そのため、IT業界では、このようなキーワードに乗ってビジネスを創出することがしばしばあります。逆にいうと、これらのビジネスの顧客となる側の人達にとっては、本質を見極めて対応する必要があるということです。雰囲気に流されて、多額の投資をしても、効果を得られない可能性があります。
今注目集めているDXについても同じことが言えます。DXについて、その定義や意味を説明できる人は、どのくらいいるのでしょうか?多くの人が、改めて問われると、実は、答えられないのではないかと思います。
それも不思議ではありません。何故なら、明確な定義は存在せずに、人によって異なる見解が述べられることがあるからです。
リモートワーク、リモートセールス、AI・データサイエンスの導入など、その個別の要素をDXだと説明する人もいるかもしれないですが、それは、DXに関する報道を何となく見ており、単にそれを口に出しているような状況だったりすると思います。
それ故、DXと言われるもので、何を実現しようとしているのかを冷静に見極めておく必要があります。それが、DXの本質を理解することに繋がります。

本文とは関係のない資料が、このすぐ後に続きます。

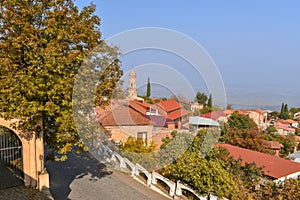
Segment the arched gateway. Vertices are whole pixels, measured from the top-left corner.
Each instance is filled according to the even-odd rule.
[[[5,120],[0,117],[0,126],[12,130],[22,143],[22,161],[25,186],[38,189],[49,188],[49,175],[44,167],[44,141],[43,135],[37,138],[34,134],[32,138],[22,137],[19,130],[12,128],[12,124],[18,120]]]

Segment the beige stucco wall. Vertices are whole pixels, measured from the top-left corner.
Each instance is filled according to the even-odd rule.
[[[153,126],[106,126],[106,130],[110,131],[110,139],[113,141],[126,142],[128,137],[137,137],[138,132],[147,132],[147,142],[152,141]]]
[[[265,119],[264,115],[255,111],[251,111],[249,112],[249,118],[252,119],[257,124],[258,128],[260,129],[267,128],[266,124],[264,123],[264,119]]]

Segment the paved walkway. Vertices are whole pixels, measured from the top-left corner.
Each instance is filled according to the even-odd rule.
[[[168,199],[133,180],[127,173],[106,168],[86,153],[70,153],[67,161],[47,162],[46,167],[50,176],[50,193],[55,200]],[[22,182],[15,178],[8,169],[0,166],[0,184],[18,183],[0,189],[0,200],[49,199],[45,193],[22,186]]]
[[[108,169],[87,154],[71,153],[65,162],[48,162],[54,199],[167,200],[124,172]]]
[[[0,162],[0,189],[6,189],[23,185],[23,181],[13,175],[8,168]]]
[[[47,200],[48,198],[38,190],[23,186],[23,181],[0,162],[0,199]]]
[[[43,192],[28,188],[25,186],[17,186],[0,190],[1,200],[49,200]]]

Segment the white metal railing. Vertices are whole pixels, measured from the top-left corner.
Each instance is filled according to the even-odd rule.
[[[110,148],[108,148],[104,144],[99,145],[100,149],[98,150],[98,153],[103,153],[105,156],[107,156],[111,161],[117,161],[120,164],[120,168],[128,168],[131,171],[132,176],[139,176],[140,172],[145,174],[147,177],[147,185],[150,187],[152,185],[157,184],[157,180],[162,181],[169,187],[169,195],[171,197],[176,196],[182,196],[182,191],[186,190],[192,193],[195,197],[197,197],[199,200],[207,200],[207,196],[200,196],[195,192],[191,187],[181,183],[180,181],[177,181],[176,183],[169,180],[168,178],[162,176],[161,174],[157,172],[150,173],[148,170],[146,170],[143,166],[136,163],[133,164],[131,161],[129,161],[127,158],[123,158],[120,154],[118,154],[115,151],[112,151]],[[162,191],[161,191],[162,192]],[[219,199],[217,196],[210,194],[209,199]]]

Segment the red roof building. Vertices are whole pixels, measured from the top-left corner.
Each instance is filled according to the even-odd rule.
[[[190,114],[178,101],[170,99],[166,101],[160,101],[157,104],[159,114],[172,120],[175,123],[187,123],[188,116]]]
[[[275,153],[275,156],[279,157],[280,150],[283,148],[283,145],[278,141],[267,141],[268,148],[272,149]]]
[[[105,109],[97,107],[97,120],[108,132],[110,140],[124,143],[131,136],[147,145],[152,140],[155,123],[136,110],[140,107],[135,105],[136,109],[133,109],[129,105],[127,101],[112,101]]]
[[[213,111],[205,114],[201,114],[200,117],[212,119],[215,121],[226,121],[226,113],[223,111]]]
[[[175,99],[160,101],[156,105],[161,107],[167,113],[183,108],[183,106]]]
[[[264,174],[276,181],[284,181],[286,178],[296,178],[300,175],[300,163],[230,144],[216,146],[227,149],[234,159],[241,158],[242,165],[255,163],[257,167],[262,167]]]
[[[102,116],[98,116],[102,126],[141,126],[153,125],[149,119],[129,106],[119,105]]]
[[[292,128],[287,123],[282,123],[281,121],[275,121],[274,127],[277,129],[278,134],[287,135],[287,134],[294,134],[296,129]]]

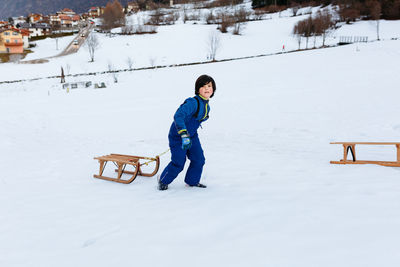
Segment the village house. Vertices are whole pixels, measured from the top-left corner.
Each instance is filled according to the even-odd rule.
[[[29,14],[28,17],[30,23],[37,23],[43,19],[43,15],[41,14]]]
[[[139,3],[138,2],[129,2],[127,5],[127,12],[128,13],[136,13],[139,11]]]
[[[91,18],[98,18],[104,13],[103,7],[91,7],[88,11],[89,17]]]
[[[13,17],[12,20],[13,20],[14,26],[16,26],[17,24],[21,24],[21,23],[25,23],[26,22],[26,18],[23,17],[23,16]]]
[[[22,34],[17,29],[0,29],[0,53],[21,54],[24,52]]]
[[[29,48],[29,30],[18,29],[22,35],[22,41],[24,43],[24,49]]]
[[[61,27],[64,28],[74,28],[79,26],[79,21],[81,17],[79,15],[63,15],[60,14],[58,17],[61,20]]]
[[[67,15],[67,16],[76,15],[76,13],[72,9],[69,9],[69,8],[64,8],[63,10],[58,11],[57,14],[58,15]]]
[[[50,35],[51,27],[46,23],[20,23],[17,25],[19,29],[28,30],[29,38]]]
[[[7,27],[8,25],[10,25],[10,23],[9,23],[8,21],[2,21],[2,20],[0,20],[0,29],[1,29],[1,28],[5,28],[5,27]]]
[[[61,27],[61,19],[57,14],[49,15],[49,23],[53,29],[58,29]]]

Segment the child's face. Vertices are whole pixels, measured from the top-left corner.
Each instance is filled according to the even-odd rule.
[[[199,89],[199,94],[204,97],[205,99],[210,99],[211,95],[214,92],[214,88],[212,87],[212,83],[209,82]]]

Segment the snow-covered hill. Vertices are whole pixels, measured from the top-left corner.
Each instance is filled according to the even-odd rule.
[[[259,53],[257,38],[266,51],[270,41],[280,45],[255,33],[267,23],[249,23],[248,35],[225,35],[221,58]],[[136,66],[145,65],[152,38],[168,46],[190,27],[208,31],[176,25],[141,39],[104,38],[95,63],[82,50],[41,65],[1,64],[0,73],[7,80],[44,76],[67,63],[73,73],[105,70],[118,39],[141,47],[132,53]],[[240,42],[245,52],[233,49]],[[202,58],[197,43],[193,50],[178,42],[165,61]],[[86,76],[75,79],[107,88],[69,93],[58,79],[1,84],[0,266],[397,266],[399,169],[330,165],[342,148],[329,142],[399,141],[399,45],[385,40],[125,72],[118,83]],[[122,66],[126,55],[114,55]],[[203,73],[217,83],[199,131],[207,189],[185,187],[182,175],[166,192],[155,177],[129,185],[92,178],[94,156],[165,151],[172,115]],[[396,156],[390,147],[358,152]],[[162,157],[162,168],[168,160]]]
[[[250,3],[246,3],[249,5]],[[304,12],[316,12],[318,8],[306,9]],[[205,14],[203,10],[201,14]],[[147,13],[139,14],[140,18]],[[204,16],[203,16],[204,17]],[[242,35],[232,33],[219,34],[220,45],[216,54],[217,59],[227,59],[259,54],[282,52],[298,49],[296,38],[292,36],[295,23],[305,19],[307,15],[291,17],[289,11],[281,14],[270,14],[268,19],[248,22]],[[128,19],[137,20],[137,16]],[[89,53],[81,47],[78,53],[61,58],[53,58],[46,64],[0,64],[0,81],[48,77],[61,74],[61,67],[67,74],[108,71],[109,65],[114,69],[127,69],[128,58],[133,61],[133,68],[150,67],[152,65],[170,65],[198,61],[206,61],[209,53],[209,36],[219,33],[217,25],[207,25],[205,22],[193,24],[182,20],[176,25],[160,26],[157,34],[107,37],[95,33],[100,40],[100,47],[95,52],[95,62],[89,62]],[[376,40],[376,25],[372,21],[361,21],[352,25],[344,25],[334,31],[327,39],[327,44],[337,44],[339,36],[367,36]],[[388,40],[400,38],[399,21],[381,21],[380,37]],[[66,46],[71,37],[59,38],[59,47]],[[64,39],[64,40],[63,40]],[[34,53],[28,54],[24,60],[38,59],[57,55],[56,41],[46,39],[37,41]],[[317,40],[317,47],[322,40]],[[305,41],[301,48],[305,48]],[[309,47],[313,40],[309,41]]]

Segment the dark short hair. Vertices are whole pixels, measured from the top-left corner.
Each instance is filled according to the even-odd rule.
[[[211,76],[208,76],[208,75],[205,75],[205,74],[201,75],[199,78],[197,78],[196,84],[195,84],[194,93],[196,95],[199,95],[200,87],[203,87],[204,85],[206,85],[206,84],[208,84],[210,82],[211,82],[212,87],[213,87],[213,93],[211,95],[211,97],[213,97],[214,94],[215,94],[215,91],[217,91],[217,86],[215,85],[214,79]]]

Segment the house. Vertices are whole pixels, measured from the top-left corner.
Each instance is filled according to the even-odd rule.
[[[51,27],[46,23],[20,23],[17,25],[19,29],[28,30],[29,38],[50,35]]]
[[[61,27],[61,19],[58,14],[51,14],[49,15],[49,23],[52,28],[58,29]]]
[[[24,49],[29,48],[29,30],[18,29],[18,31],[22,35],[22,42],[24,43]]]
[[[28,16],[30,23],[37,23],[43,19],[41,14],[29,14]]]
[[[76,13],[75,13],[74,11],[72,11],[72,9],[64,8],[63,10],[58,11],[57,14],[58,14],[58,15],[73,16],[73,15],[75,15]]]
[[[24,52],[22,34],[15,28],[0,29],[0,53],[21,54]]]
[[[17,24],[26,22],[26,18],[23,17],[23,16],[20,16],[20,17],[13,17],[12,20],[13,20],[14,26],[16,26]]]
[[[91,7],[88,11],[89,17],[98,18],[104,13],[104,7]]]
[[[0,29],[6,28],[10,23],[8,21],[1,21],[0,20]]]
[[[77,27],[81,17],[79,15],[58,15],[61,20],[61,26],[66,28]]]
[[[127,5],[127,12],[128,13],[136,13],[140,10],[138,2],[129,2]]]

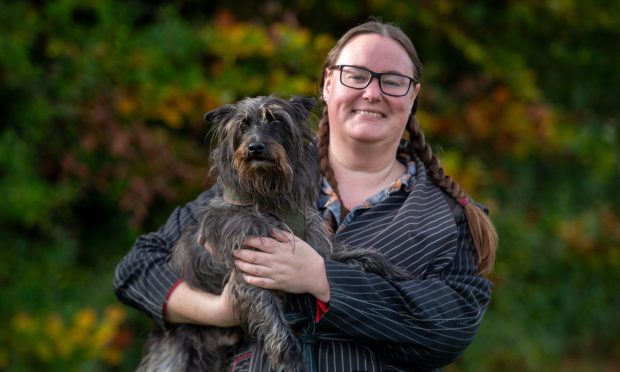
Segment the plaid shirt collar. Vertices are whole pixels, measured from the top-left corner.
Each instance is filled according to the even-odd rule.
[[[321,211],[323,219],[327,221],[330,225],[329,227],[332,229],[332,231],[344,228],[359,213],[361,213],[365,209],[372,208],[373,206],[381,203],[394,192],[399,192],[401,190],[405,193],[411,192],[415,180],[414,177],[416,174],[416,166],[415,161],[407,153],[406,149],[407,143],[403,140],[398,147],[398,153],[396,155],[396,158],[401,163],[407,165],[407,171],[400,178],[396,179],[390,186],[379,191],[375,195],[366,199],[362,204],[355,207],[346,216],[344,221],[340,221],[340,212],[342,209],[340,198],[338,197],[338,195],[336,195],[329,182],[327,182],[327,179],[323,177],[321,183],[321,197],[319,198],[319,210]]]

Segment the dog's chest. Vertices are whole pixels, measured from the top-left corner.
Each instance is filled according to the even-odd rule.
[[[236,248],[249,237],[270,236],[273,228],[289,230],[288,223],[283,222],[286,218],[254,206],[215,202],[206,208],[202,217],[205,238],[220,249]],[[296,219],[295,224],[303,229],[303,216]]]

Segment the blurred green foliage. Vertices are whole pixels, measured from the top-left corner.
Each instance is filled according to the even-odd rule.
[[[447,370],[620,368],[620,3],[32,0],[0,10],[0,370],[133,370],[114,267],[210,184],[202,114],[315,94],[369,15],[416,44],[422,126],[500,235]]]

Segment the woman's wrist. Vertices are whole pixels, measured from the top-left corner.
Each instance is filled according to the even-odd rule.
[[[180,283],[170,294],[164,319],[169,323],[190,323],[216,327],[238,324],[227,299]]]
[[[327,271],[325,269],[325,259],[323,257],[318,256],[318,260],[316,261],[316,268],[314,272],[316,273],[316,280],[314,280],[314,286],[310,291],[316,299],[323,301],[324,303],[328,303],[331,297],[331,291],[329,288],[329,281],[327,280]]]

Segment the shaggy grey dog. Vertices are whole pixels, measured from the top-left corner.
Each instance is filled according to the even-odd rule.
[[[408,273],[371,249],[333,244],[315,203],[320,191],[318,148],[307,119],[314,100],[246,98],[205,115],[219,145],[212,154],[218,195],[173,250],[172,264],[192,287],[220,294],[231,280],[240,327],[173,325],[154,332],[139,371],[221,371],[239,340],[259,343],[275,370],[303,371],[301,347],[283,311],[288,295],[247,284],[233,252],[271,229],[303,238],[323,257],[395,280]],[[207,242],[211,252],[204,248]],[[294,249],[294,247],[292,247]]]

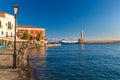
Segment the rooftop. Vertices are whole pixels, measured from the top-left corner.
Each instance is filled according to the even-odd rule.
[[[5,18],[5,14],[13,16],[12,14],[9,14],[9,13],[6,13],[6,12],[0,12],[0,17]]]
[[[44,28],[39,28],[39,27],[36,27],[36,26],[22,26],[22,25],[18,25],[17,28],[35,28],[35,29],[44,29]]]
[[[17,26],[18,28],[37,28],[36,26]]]

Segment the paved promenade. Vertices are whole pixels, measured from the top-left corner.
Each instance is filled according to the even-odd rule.
[[[0,69],[0,80],[24,80],[20,69]]]
[[[0,50],[0,80],[30,80],[28,71],[22,68],[12,69],[13,49]]]

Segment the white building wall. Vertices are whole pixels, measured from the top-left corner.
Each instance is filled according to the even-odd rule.
[[[15,19],[13,15],[5,13],[5,17],[0,17],[2,28],[0,28],[0,37],[14,36]],[[12,29],[8,29],[8,22],[11,22]],[[3,34],[2,34],[3,32]]]

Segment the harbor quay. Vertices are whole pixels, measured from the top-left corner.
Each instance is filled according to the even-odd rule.
[[[7,43],[7,41],[5,42]],[[61,46],[61,44],[31,43],[30,41],[17,42],[16,69],[13,69],[14,49],[8,46],[0,50],[0,80],[33,80],[29,59],[29,50],[34,47]]]
[[[106,44],[106,43],[120,43],[120,40],[86,40],[84,38],[83,31],[81,31],[80,39],[78,40],[80,44]]]
[[[15,69],[13,69],[13,48],[0,50],[0,80],[32,80],[28,55],[31,46],[28,43],[17,46]]]
[[[82,44],[112,44],[112,43],[120,43],[120,40],[84,40],[79,41]]]

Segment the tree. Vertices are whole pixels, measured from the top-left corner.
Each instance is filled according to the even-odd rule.
[[[41,40],[41,33],[37,33],[36,40],[40,41]]]
[[[31,35],[28,34],[27,32],[24,32],[24,33],[23,33],[23,39],[29,40],[30,37],[31,37]]]

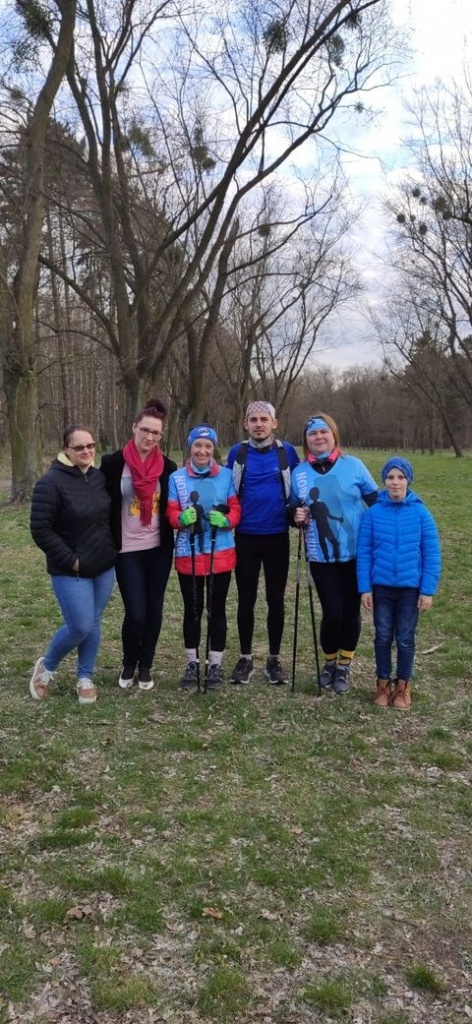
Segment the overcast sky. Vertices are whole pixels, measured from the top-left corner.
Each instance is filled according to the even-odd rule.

DXの目的は、情報技術を使って企業などの組織や人の行動を根本から変容させて、これまでとは次元の違う成果を得ようとすること
私が個人的にDXの目的は何かと質問された場合には、このように答えるでしょう。
コロナ禍によって、DXが急加速したという背景があるので、多くの人は、在宅で出来るリモートワーク、リモートセールスのようなことをDXと思っているかもしれませんが、それは、ごく一部のことです。
従来の古典的な単なる情報システム化も、業務改善レベルのDXともいえるので、全く情報システム化を行っていない組織にとっては、これを行うだけでも大きな効果を見込めるので、これもよいでしょう。このプロセスを飛ばして、いきなりAIの活用のフェーズに飛ぼうとしても、それは難しい話なので、ワンステップずつでよいのだと思います。
逆に、あえてDX化を行わないという選択もあるでしょう。例えば、人に対するサービスを行う場合に、あえてDXとは逆の対面サービスをより追求するという選択肢もありえるでしょう。DXを強く意識で、世の中がDX化に流れていく、その逆方向に向かうことで、提供するサービスをより際立たせようとする戦略です。その上で、それを補完する部分に最低限のDX化を施すのも、立派なDXでしょう。
DXは、あくまで手段であり、目的ではないので、その点を間違えないようにするとよいと思います。